Longevity of scent in cold process soap - which reviews often mention BUT you need to be aware when you read them because some people write a review immediately after soaping.


----------



## shunt2011 (Jul 14, 2018)

That’s pretty much the criteria I look for.  I don’t mind discoloration so much, bit depends on what I have in mind design wise.


----------



## IrishLass (Jul 14, 2018)

All the above, plus scent strength.....

In other words, if I have to use a lot of an FO in order to get decent level of scent from it in my soap, I'll look to see if another company sells the same kind of scent, but with a stronger 'scent throw' oz. for oz. No sense in throwing money down the drain by buying an FO from Company X that you have to use 1 oz ppo of to get a decent scent throw out of it, when Company Z has a version of the same scent that comes through strong in your soap at only .5 oz ppo.

For what it's worth, my cut-off point is 1 oz ppo. If an FO can't pull it's weight in terms of scent strength and longevity in my soap at 1 oz ppo, it's just not worth it to me to purchase. Happily, most of my FOs do quite well in my soap at .75 oz ppo, some even less than that. I only have a small handful that need to be used at 1 oz ppo.  


IrishLass


----------



## penelopejane (Jul 16, 2018)

1. Ricing, speedy acceleration etc  
2. longevity
3. strength/cost ratio
4. Discolouration depending on the soap


----------



## lsg (Jul 16, 2018)

Does not accelerate trace
Does not discolor soap
Something I will use more than a couple of times
Appealing to both sexes
Can be used to blend with other FOs or EOs
Good reviews
Long lasting scent in soap


----------



## Lin19687 (Jul 17, 2018)

Ditto Isg .  
My recipe traces fast so I have to be very careful on what I pick.  I am not a floral or bakery person so I stay away from those.  Mainly stay away from floral since they really accelerate trace.


----------



## SoaperForLife (Jul 18, 2018)

I don't really care about discoloration due to vanilla content but I steer clear of any that rice or accelerate trace.  I look for scents that don't fade away and that sell well for others.  I am fortunate that I can use the scent review board and I pretty much always check there before trying out new fragrance oils (even though the info isn't always up to date now).


----------



## cmzaha (Jul 18, 2018)

While I agree with all the above, I do have fo's that accelerate and are so nice I just learn to work with them. When beginning soaping it is best to try to steer clears of known accelerators or fo's that heat up. Coconut, from some suppliers overheat so much it has to be hp'ed which I hate doing. I use all my fo's at 2 oz ppo even a titch more except for some spicy, fo's. 
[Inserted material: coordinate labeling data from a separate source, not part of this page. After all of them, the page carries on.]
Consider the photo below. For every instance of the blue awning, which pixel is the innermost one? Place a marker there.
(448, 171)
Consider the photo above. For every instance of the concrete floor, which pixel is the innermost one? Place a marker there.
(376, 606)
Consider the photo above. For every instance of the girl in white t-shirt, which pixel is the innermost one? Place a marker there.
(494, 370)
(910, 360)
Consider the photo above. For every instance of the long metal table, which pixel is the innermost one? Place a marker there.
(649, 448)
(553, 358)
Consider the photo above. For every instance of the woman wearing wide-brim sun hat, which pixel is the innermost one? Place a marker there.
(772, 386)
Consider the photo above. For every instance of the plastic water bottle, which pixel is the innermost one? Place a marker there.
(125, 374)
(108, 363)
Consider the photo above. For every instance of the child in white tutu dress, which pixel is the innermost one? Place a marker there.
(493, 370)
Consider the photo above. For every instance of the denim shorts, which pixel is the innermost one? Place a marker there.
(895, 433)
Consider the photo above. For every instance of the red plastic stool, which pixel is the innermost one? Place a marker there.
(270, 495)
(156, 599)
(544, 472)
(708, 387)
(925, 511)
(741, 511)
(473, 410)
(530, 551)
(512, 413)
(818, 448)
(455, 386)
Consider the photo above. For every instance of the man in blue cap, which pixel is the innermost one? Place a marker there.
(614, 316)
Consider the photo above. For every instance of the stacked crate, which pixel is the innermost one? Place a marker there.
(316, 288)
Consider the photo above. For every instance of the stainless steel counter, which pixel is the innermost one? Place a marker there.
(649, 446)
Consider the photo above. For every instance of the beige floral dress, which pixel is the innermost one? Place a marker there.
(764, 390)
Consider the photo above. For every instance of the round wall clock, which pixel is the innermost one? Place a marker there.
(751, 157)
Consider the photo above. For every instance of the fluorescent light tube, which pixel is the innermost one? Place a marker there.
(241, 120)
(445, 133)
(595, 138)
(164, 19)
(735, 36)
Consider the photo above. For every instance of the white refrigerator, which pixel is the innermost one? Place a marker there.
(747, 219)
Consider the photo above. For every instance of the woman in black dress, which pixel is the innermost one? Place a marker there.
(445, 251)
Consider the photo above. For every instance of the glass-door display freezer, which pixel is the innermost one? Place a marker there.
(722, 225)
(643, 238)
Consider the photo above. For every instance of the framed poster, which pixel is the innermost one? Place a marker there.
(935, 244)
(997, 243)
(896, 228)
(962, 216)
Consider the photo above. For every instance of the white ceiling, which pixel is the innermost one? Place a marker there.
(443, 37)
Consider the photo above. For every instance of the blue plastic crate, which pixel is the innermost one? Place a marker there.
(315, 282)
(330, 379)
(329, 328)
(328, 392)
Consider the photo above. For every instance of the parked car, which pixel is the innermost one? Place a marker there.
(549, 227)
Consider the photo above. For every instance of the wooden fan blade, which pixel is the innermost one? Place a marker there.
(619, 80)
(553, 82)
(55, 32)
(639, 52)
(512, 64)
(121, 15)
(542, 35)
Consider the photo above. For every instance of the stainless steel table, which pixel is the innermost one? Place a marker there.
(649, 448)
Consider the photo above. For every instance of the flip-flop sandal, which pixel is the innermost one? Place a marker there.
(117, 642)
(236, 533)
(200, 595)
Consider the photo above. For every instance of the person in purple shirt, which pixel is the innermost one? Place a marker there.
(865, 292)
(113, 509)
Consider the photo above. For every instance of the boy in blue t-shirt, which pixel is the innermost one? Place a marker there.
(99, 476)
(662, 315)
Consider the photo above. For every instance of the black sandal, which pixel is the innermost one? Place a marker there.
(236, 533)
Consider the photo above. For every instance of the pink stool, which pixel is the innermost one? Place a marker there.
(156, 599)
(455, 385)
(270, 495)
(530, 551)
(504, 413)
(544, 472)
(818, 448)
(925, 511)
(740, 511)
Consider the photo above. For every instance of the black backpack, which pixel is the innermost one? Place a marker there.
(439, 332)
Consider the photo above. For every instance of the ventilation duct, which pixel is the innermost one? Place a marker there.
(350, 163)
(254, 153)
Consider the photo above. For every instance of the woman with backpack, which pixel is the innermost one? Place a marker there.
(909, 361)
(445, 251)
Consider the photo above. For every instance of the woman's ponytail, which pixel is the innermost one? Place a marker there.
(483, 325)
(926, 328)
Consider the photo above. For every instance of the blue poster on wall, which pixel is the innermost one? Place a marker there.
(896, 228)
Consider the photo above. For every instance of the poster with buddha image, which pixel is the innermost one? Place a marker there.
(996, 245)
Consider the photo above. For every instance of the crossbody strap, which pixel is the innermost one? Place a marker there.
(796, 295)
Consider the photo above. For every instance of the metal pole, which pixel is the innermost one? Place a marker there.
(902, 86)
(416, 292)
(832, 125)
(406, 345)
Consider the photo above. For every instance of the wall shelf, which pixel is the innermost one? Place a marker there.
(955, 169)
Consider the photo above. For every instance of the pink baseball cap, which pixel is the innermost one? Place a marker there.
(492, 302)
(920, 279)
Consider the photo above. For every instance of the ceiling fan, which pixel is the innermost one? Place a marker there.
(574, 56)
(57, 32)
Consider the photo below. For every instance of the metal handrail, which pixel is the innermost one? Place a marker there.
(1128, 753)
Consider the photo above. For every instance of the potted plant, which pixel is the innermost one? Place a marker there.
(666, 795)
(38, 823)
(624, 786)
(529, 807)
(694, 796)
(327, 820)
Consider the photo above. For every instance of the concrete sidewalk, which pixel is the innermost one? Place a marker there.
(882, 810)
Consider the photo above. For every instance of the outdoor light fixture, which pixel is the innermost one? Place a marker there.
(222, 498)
I find it advisable to buy test samples of fo's, even if I do not do what I recommend, so you can run little test batches. Florals are notorious accelerators although I have a lovely Rose Bouquet from Peak that does not discolor or accelerate badly.


----------



## Lin19687 (Jul 18, 2018)

Be careful of scent review board, if it is the one I am thinking of, as most of their reviews are  years old.
There has been too many re-formulations so I don't fully believe them all.
This is one reason I search for the scent on google or here.  Plus I like the NG reviews as they leave the bad ones up too.


----------



## dixiedragon (Jul 18, 2018)

ALL THE FOS. ALL! LOL.

I read the reviews. And for me, I find that I am drawn to certain verbal descriptions so I am overloaded in those categories, so I try to make myself drop one of the florals and add something different. Seriously, put the word rose, jasmine or lavender in a description and I'm like "SOLD!"


----------



## BrewerGeorge (Jul 18, 2018)

Life is too short to mess with overly-accelerating FOs.


----------



## Alfa_Lazcares (Jul 18, 2018)

BrewerGeorge said:


> Life is too short to mess with overly-accelerating FOs.



Yeah, but some of us dont have another choice...


----------



## jcandleattic (Jul 18, 2018)

Moose Wrangler said:


> I've been looking into FO's recently and purchased a couple. I'm curious what selection criteria folks use when picking FO's? I've been looking at:
> 
> -discoloration/acceleration/ricing tendencies
> -IFRA usage rates
> ...


This is pretty much what I look for as well. This and as others have said, scent retention. 

I honestly do not care one whit if a FO has discoloration or accelerates because I have long since learned to deal with that, however, it's always nice to know, so I can be prepared.


----------



## soapmaker (Jul 18, 2018)

cmzaha said:


> While I agree with all the above, I do have fo's that accelerate and are so nice I just learn to work with them. When beginning soaping it is best to try to steer clears of known accelerators or fo's that heat up. Coconut, from some suppliers overheat so much it has to be hp'ed which I hate doing. I use all my fo's at 2 oz ppo even a titch more except for some spicy, fo's.
> 
> I find it advisable to buy test samples of fo's, even if I do not do what I recommend, so you can run little test batches. Florals are notorious accelerators although I have a lovely Rose Bouquet from Peak that does not discolor or accelerate badly.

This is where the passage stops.